A Lei Maria da Penha completou, ontem, doze anos de vigência tendo como foco a defesa das mulheres, sobretudo, as que são vítimas de agressão doméstica. Representantes de entidades feministas ressaltam que, apesar dos avanços, em muitos casos a impunidade continua reinando. A Lei foi sancionada em 2006, constituindo-se no maior registro e na maior arma da luta contra a violência doméstica no país. Após sobreviver a duas batalhas de assassinato, Maria da Penha batalhou judicialmente durante quase 20 anos para que as agressões que sofreu fossem reconhecidas. Conseguiu mais do que imaginava. A criação da Lei, considerada uma das melhores do mundo no combate à violência contra a mulher ajudou milhares de pessoas e ampliou muito a conscientização quanto a relacionamentos abusivos e criminosos.

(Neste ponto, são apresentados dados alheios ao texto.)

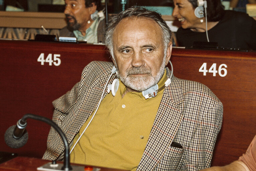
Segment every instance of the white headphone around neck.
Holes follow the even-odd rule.
[[[172,63],[170,60],[169,61],[169,62],[171,64],[171,72],[170,78],[168,78],[166,81],[165,81],[165,82],[164,83],[164,85],[160,87],[159,89],[158,89],[158,85],[157,84],[156,84],[146,90],[143,91],[142,92],[142,95],[146,99],[156,97],[157,94],[158,92],[163,90],[165,87],[167,87],[171,83],[172,80],[173,79],[173,69]],[[114,67],[114,66],[113,66],[113,68]],[[117,91],[117,90],[118,90],[119,87],[119,80],[115,78],[113,81],[112,84],[108,84],[107,92],[108,93],[109,93],[111,91],[113,96],[114,96],[115,95],[116,92]]]
[[[143,96],[145,97],[145,98],[146,99],[147,99],[148,98],[151,98],[152,97],[154,97],[155,96],[154,96],[154,92],[156,92],[157,94],[157,91],[161,90],[162,90],[163,89],[164,89],[165,87],[166,87],[169,86],[170,83],[171,82],[171,80],[172,80],[172,79],[173,79],[173,69],[172,67],[172,63],[170,61],[169,61],[169,62],[170,62],[170,63],[171,64],[171,76],[170,77],[170,78],[168,78],[167,79],[167,80],[165,82],[165,85],[162,86],[162,87],[160,88],[160,89],[158,89],[158,90],[156,90],[158,88],[158,86],[157,85],[157,84],[156,85],[157,86],[157,88],[153,88],[152,89],[151,89],[150,90],[149,90],[149,91],[147,91],[148,90],[149,90],[151,89],[152,88],[150,88],[147,90],[146,90],[145,91],[144,91],[144,92],[145,92],[145,94],[146,94],[145,96],[144,96],[144,95],[143,95]],[[88,124],[87,124],[87,126],[86,126],[84,130],[83,131],[83,132],[80,135],[80,136],[79,136],[79,137],[78,137],[78,139],[77,140],[76,142],[75,143],[75,144],[74,144],[74,145],[73,145],[73,147],[70,150],[70,151],[69,152],[69,154],[71,154],[72,151],[74,150],[74,148],[75,148],[75,147],[76,146],[77,144],[77,143],[78,143],[78,142],[79,141],[79,140],[81,139],[81,137],[82,137],[83,135],[84,134],[84,132],[87,129],[87,128],[88,128],[88,127],[89,126],[89,125],[91,124],[91,123],[92,122],[92,120],[93,119],[93,118],[94,117],[94,116],[95,116],[95,115],[96,114],[96,113],[97,112],[97,111],[98,111],[98,109],[99,109],[99,107],[100,105],[100,103],[101,102],[101,101],[102,100],[102,99],[103,98],[103,96],[104,94],[104,93],[105,92],[105,90],[106,90],[106,88],[107,87],[107,84],[108,83],[108,81],[109,81],[109,79],[110,79],[110,78],[112,76],[112,75],[114,73],[116,73],[117,74],[117,70],[116,68],[115,68],[115,67],[114,65],[113,66],[113,68],[112,68],[112,69],[111,70],[111,74],[110,74],[110,75],[109,75],[109,76],[108,77],[108,78],[107,79],[107,82],[105,84],[105,86],[104,86],[104,88],[103,89],[103,91],[102,92],[102,94],[101,94],[101,96],[100,97],[100,99],[99,100],[99,103],[98,104],[98,105],[97,106],[97,108],[96,108],[96,109],[95,110],[95,111],[94,112],[94,114],[93,114],[93,115],[92,115],[92,118],[91,119],[91,120],[90,120],[90,121],[89,121],[89,123],[88,123]],[[112,86],[113,85],[113,86]],[[153,87],[155,86],[154,86],[152,87]],[[113,96],[114,96],[115,95],[115,93],[116,93],[116,91],[117,91],[117,90],[118,89],[118,88],[119,87],[119,80],[117,79],[114,79],[114,80],[113,81],[113,82],[111,84],[109,84],[107,85],[107,87],[108,89],[107,92],[108,93],[109,93],[110,92],[110,91],[111,91],[111,90],[113,90],[114,91],[111,91],[111,93],[112,94],[112,95],[113,95]],[[153,92],[152,92],[152,90],[153,90]],[[147,92],[146,92],[147,91]],[[148,94],[148,93],[150,93],[150,94]],[[151,95],[151,94],[153,94],[153,95]],[[156,94],[155,95],[156,96]],[[151,97],[150,97],[150,96],[151,96]]]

Maria da Penha Maia Fernandes nasceu em Fortaleza, no Ceará, em uma família de classe média. Ela foi incentivada pela avó, parteira, a estudar Farmácia e assim o fez na Universidade Federal do Ceará. No segundo ano de curso, conheceu um rapaz em uma festa e acabou se casando com ele aos 19 anos, com a garantia de continuidade dos seus estudos após o casamento. O acordo, entretanto, terminou não se materializando conforme o combinado. O marido de Maria da Penha era um homem muito ciumento e a prendia em casa para proibi-la de estudar. Decidida, Maria da Penha partiu para a separação. Ela voltou a estudar e ingressou em um curso de mestrado em parasitologia na Universidade de São Paulo. Foi nesse período, por meio de amigos em comuns, que ela conheceu o segundo marido, o economista e professor universitário colombiano Marco AntonioHerediaViveros. Foram morar juntos em Fortaleza e com o fim da pós-graduação mudaram-se de novo para Fortalezam onde o casal teve três filhos. Descrito como um homem simpático, solícito e prestativo pela própria Maria da Penha, com o seu tempo seu comportamento mudou completamente.

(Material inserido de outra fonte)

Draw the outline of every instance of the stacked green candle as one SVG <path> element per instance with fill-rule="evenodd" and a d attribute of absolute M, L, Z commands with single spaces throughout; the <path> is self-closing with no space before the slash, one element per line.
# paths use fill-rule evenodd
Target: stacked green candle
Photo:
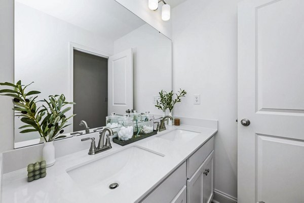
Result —
<path fill-rule="evenodd" d="M 27 182 L 31 182 L 47 175 L 47 164 L 45 160 L 27 166 Z"/>

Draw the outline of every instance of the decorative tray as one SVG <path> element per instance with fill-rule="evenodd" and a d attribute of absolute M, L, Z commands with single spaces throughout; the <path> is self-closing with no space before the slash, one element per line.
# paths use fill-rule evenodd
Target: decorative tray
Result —
<path fill-rule="evenodd" d="M 113 142 L 119 144 L 121 146 L 125 146 L 129 144 L 131 144 L 133 142 L 136 142 L 138 140 L 142 140 L 143 139 L 146 138 L 148 137 L 154 135 L 156 135 L 157 134 L 157 131 L 154 130 L 153 132 L 151 132 L 150 133 L 147 133 L 146 134 L 141 135 L 138 137 L 131 138 L 128 140 L 126 141 L 121 141 L 118 139 L 118 136 L 113 138 Z"/>

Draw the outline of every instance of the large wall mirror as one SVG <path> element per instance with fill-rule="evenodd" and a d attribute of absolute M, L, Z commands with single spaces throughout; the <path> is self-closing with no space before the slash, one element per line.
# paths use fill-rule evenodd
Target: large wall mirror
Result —
<path fill-rule="evenodd" d="M 172 89 L 172 42 L 115 0 L 15 0 L 15 80 L 34 82 L 39 100 L 76 103 L 67 137 L 86 133 L 82 120 L 91 133 L 112 112 L 161 114 L 154 98 Z M 15 148 L 40 142 L 15 117 Z"/>

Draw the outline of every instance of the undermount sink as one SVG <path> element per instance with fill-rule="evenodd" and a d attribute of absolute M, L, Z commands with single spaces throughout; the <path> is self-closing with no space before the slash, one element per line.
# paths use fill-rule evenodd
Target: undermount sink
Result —
<path fill-rule="evenodd" d="M 158 137 L 173 142 L 185 143 L 191 141 L 199 134 L 200 133 L 195 132 L 176 129 Z"/>
<path fill-rule="evenodd" d="M 89 188 L 91 192 L 96 191 L 102 195 L 113 191 L 109 188 L 109 186 L 113 183 L 118 183 L 117 189 L 130 189 L 130 185 L 136 184 L 146 176 L 153 163 L 164 156 L 144 148 L 132 146 L 92 162 L 68 169 L 66 172 L 79 186 Z"/>

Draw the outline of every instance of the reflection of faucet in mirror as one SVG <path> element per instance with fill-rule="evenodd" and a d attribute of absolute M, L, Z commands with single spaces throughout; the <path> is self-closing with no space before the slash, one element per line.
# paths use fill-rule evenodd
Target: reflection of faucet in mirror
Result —
<path fill-rule="evenodd" d="M 104 143 L 104 135 L 106 131 L 108 132 L 108 134 L 106 135 L 106 138 L 105 139 L 105 143 Z M 98 146 L 96 148 L 95 142 L 95 138 L 87 138 L 82 139 L 81 141 L 91 140 L 91 147 L 89 150 L 89 155 L 93 155 L 97 154 L 97 153 L 101 152 L 103 151 L 107 150 L 112 148 L 111 143 L 110 142 L 110 138 L 109 136 L 112 136 L 114 134 L 113 131 L 110 128 L 105 127 L 104 129 L 101 132 L 99 135 L 99 141 L 98 142 Z"/>
<path fill-rule="evenodd" d="M 88 133 L 90 133 L 90 128 L 88 127 L 88 124 L 87 124 L 87 122 L 86 122 L 84 120 L 82 120 L 80 121 L 80 124 L 79 124 L 79 125 L 81 126 L 85 126 L 86 134 L 87 134 Z"/>
<path fill-rule="evenodd" d="M 102 129 L 103 129 L 103 127 L 97 128 L 96 128 L 95 129 L 94 129 L 93 131 L 95 133 L 96 131 L 97 131 L 98 130 L 102 130 Z"/>
<path fill-rule="evenodd" d="M 166 130 L 166 126 L 165 126 L 165 121 L 166 120 L 166 118 L 170 118 L 171 120 L 173 120 L 173 118 L 172 117 L 172 116 L 170 116 L 170 115 L 166 115 L 166 116 L 164 117 L 163 119 L 161 120 L 161 124 L 160 125 L 159 129 L 160 132 Z"/>

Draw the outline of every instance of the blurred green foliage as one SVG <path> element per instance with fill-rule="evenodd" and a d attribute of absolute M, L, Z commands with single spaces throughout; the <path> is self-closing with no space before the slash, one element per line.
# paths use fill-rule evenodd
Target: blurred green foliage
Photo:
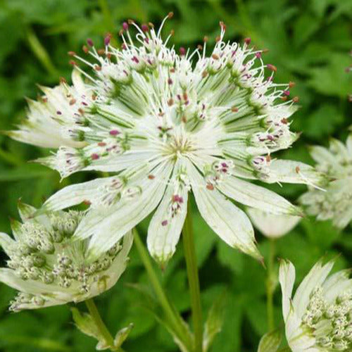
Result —
<path fill-rule="evenodd" d="M 206 34 L 213 42 L 219 33 L 218 23 L 223 20 L 229 39 L 251 37 L 255 45 L 269 49 L 264 59 L 277 67 L 277 80 L 296 82 L 292 94 L 299 96 L 301 108 L 294 116 L 293 128 L 303 134 L 284 158 L 310 163 L 308 144 L 326 144 L 329 136 L 345 138 L 352 124 L 347 99 L 352 92 L 351 77 L 345 71 L 351 64 L 351 0 L 0 0 L 0 129 L 13 128 L 25 116 L 24 97 L 35 98 L 36 84 L 54 85 L 60 76 L 70 80 L 68 50 L 80 52 L 88 37 L 102 43 L 105 33 L 117 34 L 127 18 L 158 24 L 170 11 L 175 17 L 165 30 L 175 29 L 177 46 L 195 47 Z M 77 175 L 60 182 L 57 173 L 27 163 L 43 151 L 4 136 L 0 142 L 0 228 L 4 232 L 9 231 L 8 217 L 18 216 L 20 197 L 39 206 L 60 187 L 87 177 Z M 293 201 L 305 190 L 301 186 L 273 188 Z M 142 233 L 146 224 L 141 224 Z M 227 292 L 225 322 L 212 351 L 256 351 L 260 336 L 268 330 L 265 270 L 220 241 L 199 216 L 195 225 L 204 313 L 224 288 Z M 351 266 L 351 227 L 339 233 L 328 222 L 305 219 L 279 240 L 277 254 L 294 262 L 298 280 L 324 255 L 341 253 L 336 268 Z M 268 240 L 259 234 L 257 239 L 267 258 Z M 187 318 L 189 298 L 182 252 L 179 245 L 166 270 L 158 271 L 170 298 Z M 111 331 L 134 323 L 124 345 L 128 352 L 177 351 L 142 302 L 152 303 L 141 299 L 130 283 L 151 289 L 134 249 L 122 279 L 97 299 Z M 7 306 L 13 294 L 0 285 L 1 351 L 94 350 L 95 341 L 75 329 L 69 307 L 9 314 Z M 280 326 L 277 289 L 275 298 L 275 322 Z"/>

Viveros passou a agredir física e psicologicamente as filhas e aterrorizar a mulher. A farmacêutica tinha medo de se separar e acreditava que a denúncia das agressões não seria levada a sério; na época não havia nenhuma delegacia da mulher. Em 1983, o relacionamento chegou a um momento drástico. Durante a madrugada, Maria da Penha levou um tiro de espingarda nas costas. Foi a primeira tentativa de assassinato pelo marido, que ainda tentou provar a própria inocência colocando uma corda no próprio pescoço e afirmando que assaltantes haviam invadido a casa. Maria da Penha passou por cirurgias em Fortaleza e São Paulo e ficou no hospital durante quatro meses. Saiu paraplégica. De volta à sua casa, sofreu outra tentativa de assassinato do marido ele tentou eletrocutá-la no chuveiro, durante o banho. Na cadeira de rodas, Maria da Penha gritou e foi salva pela babá das crianças. Maria da Penha conseguiu na Justiça uma ordem para poder sair de casa com as três filhas mas a luta para que o ex-marido fosse preso pelo que fez foi longa. Ele só foi a júri em 91 e mesmo condenado a quinze anos de prisão, conseguiu um recurso que anulou o julgamento. Decepcionada com a Justiça brasileira, Maria da Penha escreveu um livro de memórias e apelou para a Justiça Internacional. Pela primeira vez a Comissão Interamericana de Direitos Humanos da OEA acabou uma denúncia de violência doméstica e Viveros ficou preso durante dois anos, até 2002. A consequência mais importante de tudo pelo que a farmacêutica passou foi a aprovação da Lei que tem o seu nome e só foi criada após o Brasil ser condenado por negligenciar a violência doméstica até então. Maria da Penha continuou engajada no movimento feminista, proferindo palestras e procurando conscientizar e alertar outras mulheres a denunciarem violência.